For lung cancer survivor Richard Heimler, molecular diagnostic testing has meant five additional years with his family, including his daughter and son. After his initial diagnosis in 2004, Heimler had surgery to remove cancer tumors in his lungs and brain. When multiple tumors returned in 2008, Heimler participated in a clinical trial to determine if he was a candidate for targeted therapies.

“After testing positive for the abnormal ALK gene, I began taking a targeted drug in the form of a pill,” said Heimler. “It was wonderful to not experience the debilitating side effects that I had with chemotherapy. This new world of science has given me hope that I will have more time to create memories with my children and watch them grow up.”

In an era of precision medicine, the guideline provides recommendations for pathologists, oncologists, and other cancer health professionals on the current state-of-the-art recommendations for the molecular testing of lung cancer.

“The three organizations came together to address the variance in practice around the world about how this testing should performed,” said Neal I. Lindeman, MD, director of Molecular Diagnostics at Brigham and Women’s Hospital and associate professor of Pathology at Harvard Medical School in Boston, and AMP member. “Pathologists who specialize in molecular diagnostics and lung cancer collaborated to create the guideline to minimize variation and provide greater precision in the care of patients.”

The CAP Pathology & Laboratory Quality Center, (the Center,) a forum for developing evidence-based guidelines and consensus recommendations, provided the process for creating the guideline. Expert panels made up of renowned worldwide leaders in the field collaborated to develop the recommendations.

“The guideline is an important step in making sure that patients benefit from the new molecular understanding of lung cancer,” said Dr. Ladanyi. “As new studies lead to further evidence-based recommendations, we hope to develop additional guidelines for other biomarkers related to this disease.”

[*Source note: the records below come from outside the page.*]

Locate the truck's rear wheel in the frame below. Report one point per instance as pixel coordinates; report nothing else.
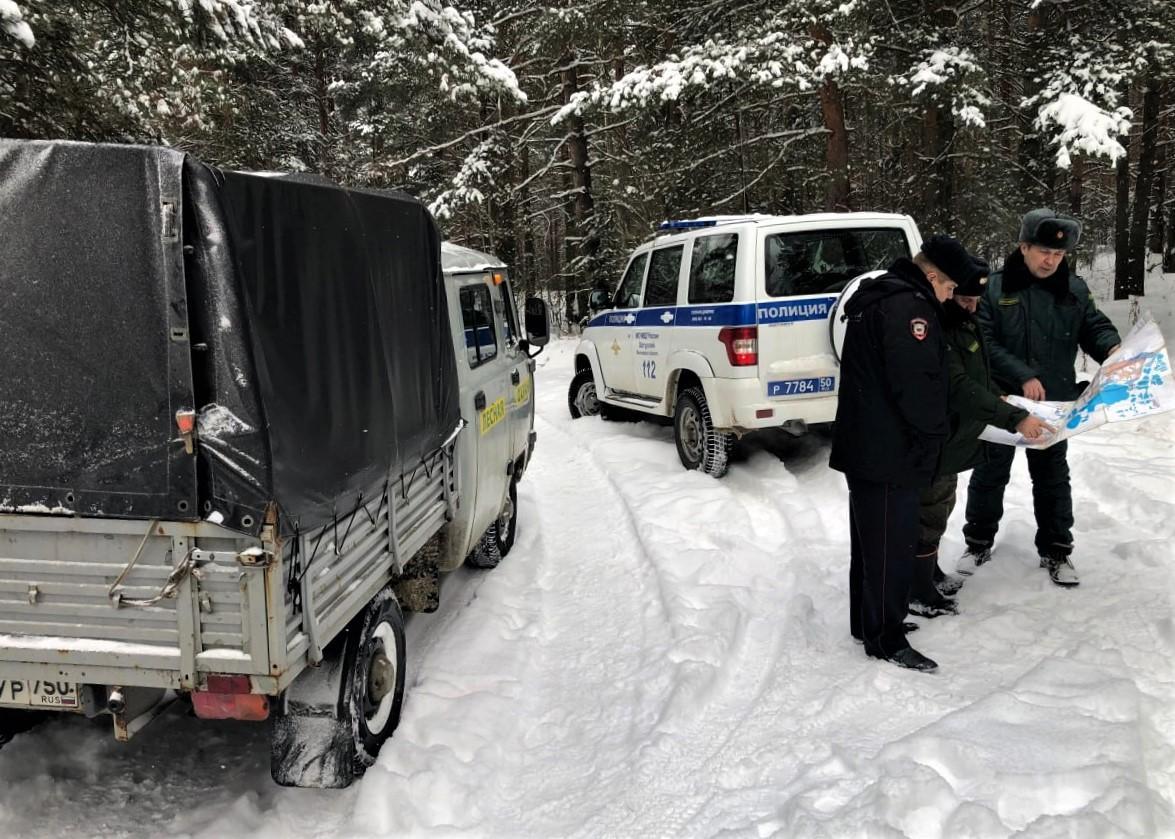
(337, 716)
(698, 443)
(582, 400)
(376, 678)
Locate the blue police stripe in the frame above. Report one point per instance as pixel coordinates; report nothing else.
(794, 310)
(719, 315)
(785, 310)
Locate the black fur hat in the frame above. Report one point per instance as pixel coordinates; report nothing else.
(949, 256)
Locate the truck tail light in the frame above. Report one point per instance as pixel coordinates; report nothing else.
(742, 344)
(228, 697)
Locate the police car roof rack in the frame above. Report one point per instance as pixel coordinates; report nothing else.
(682, 225)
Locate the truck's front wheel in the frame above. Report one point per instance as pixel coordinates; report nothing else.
(698, 443)
(498, 539)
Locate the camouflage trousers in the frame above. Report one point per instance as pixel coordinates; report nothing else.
(935, 503)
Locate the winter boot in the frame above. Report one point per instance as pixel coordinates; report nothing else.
(911, 658)
(942, 605)
(1060, 570)
(972, 558)
(949, 584)
(946, 584)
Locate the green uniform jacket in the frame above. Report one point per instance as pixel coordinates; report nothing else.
(972, 400)
(1033, 328)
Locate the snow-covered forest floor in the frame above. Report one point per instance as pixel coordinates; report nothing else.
(669, 655)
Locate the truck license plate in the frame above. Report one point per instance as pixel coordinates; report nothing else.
(38, 693)
(799, 387)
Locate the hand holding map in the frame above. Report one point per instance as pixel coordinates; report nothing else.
(1134, 381)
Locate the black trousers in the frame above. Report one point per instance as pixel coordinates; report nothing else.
(1052, 498)
(883, 521)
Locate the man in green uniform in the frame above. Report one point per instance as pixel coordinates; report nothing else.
(973, 403)
(1034, 316)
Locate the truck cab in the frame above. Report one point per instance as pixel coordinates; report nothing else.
(723, 324)
(496, 376)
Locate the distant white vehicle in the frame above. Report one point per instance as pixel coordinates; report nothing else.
(725, 324)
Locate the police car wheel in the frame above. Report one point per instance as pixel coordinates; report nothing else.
(698, 443)
(582, 398)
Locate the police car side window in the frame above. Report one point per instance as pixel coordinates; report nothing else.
(628, 295)
(663, 274)
(476, 315)
(824, 261)
(712, 268)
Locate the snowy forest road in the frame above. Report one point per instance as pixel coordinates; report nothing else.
(667, 655)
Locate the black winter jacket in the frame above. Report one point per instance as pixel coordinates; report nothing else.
(1034, 327)
(892, 407)
(973, 401)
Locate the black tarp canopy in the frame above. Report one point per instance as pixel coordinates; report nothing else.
(306, 324)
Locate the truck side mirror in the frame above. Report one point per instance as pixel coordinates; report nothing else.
(538, 323)
(598, 300)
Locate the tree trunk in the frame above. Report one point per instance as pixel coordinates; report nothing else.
(1122, 227)
(322, 96)
(836, 153)
(1076, 186)
(583, 202)
(1136, 264)
(1038, 170)
(938, 192)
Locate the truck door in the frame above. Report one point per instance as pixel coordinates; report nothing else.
(615, 344)
(652, 336)
(522, 383)
(485, 401)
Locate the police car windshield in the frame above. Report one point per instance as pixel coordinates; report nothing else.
(824, 261)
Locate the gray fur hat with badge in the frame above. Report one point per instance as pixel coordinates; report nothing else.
(973, 284)
(1049, 229)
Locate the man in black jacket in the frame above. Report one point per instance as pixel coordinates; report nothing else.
(1034, 315)
(973, 402)
(891, 422)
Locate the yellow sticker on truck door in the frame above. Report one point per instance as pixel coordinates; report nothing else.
(492, 415)
(522, 391)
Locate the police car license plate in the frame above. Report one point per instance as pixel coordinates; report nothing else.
(38, 693)
(801, 387)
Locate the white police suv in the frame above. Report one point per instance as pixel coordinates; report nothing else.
(724, 324)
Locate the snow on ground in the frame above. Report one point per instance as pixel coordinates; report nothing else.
(669, 655)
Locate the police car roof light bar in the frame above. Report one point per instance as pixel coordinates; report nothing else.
(686, 223)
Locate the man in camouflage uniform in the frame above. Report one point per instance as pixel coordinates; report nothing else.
(973, 402)
(1034, 315)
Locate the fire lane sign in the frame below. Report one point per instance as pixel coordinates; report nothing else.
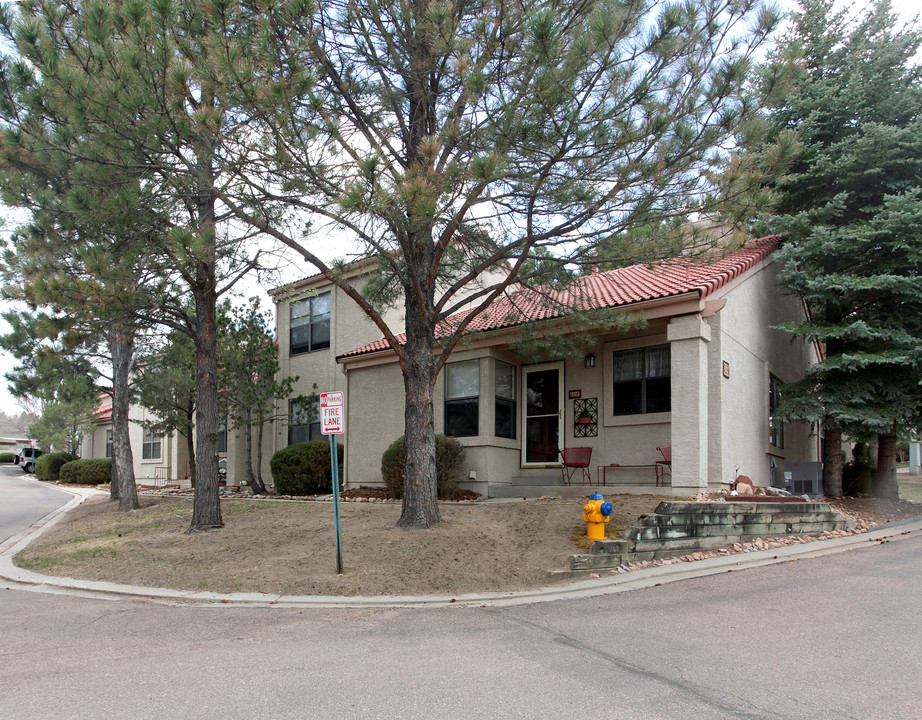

In conjunction with the publishing of the guideline, CAP, IASLC, and AMP have developed clinical tools and resources for pathologists and oncologists that summarize the findings and recommendations. In addition, the organizations have developed a patient guide for further understanding, including questions for patients to ask their physicians. A series of videos featuring three of the guideline authors and a lung cancer survivor can be found on the CAP, IASLC, and AMP YouTube Channels.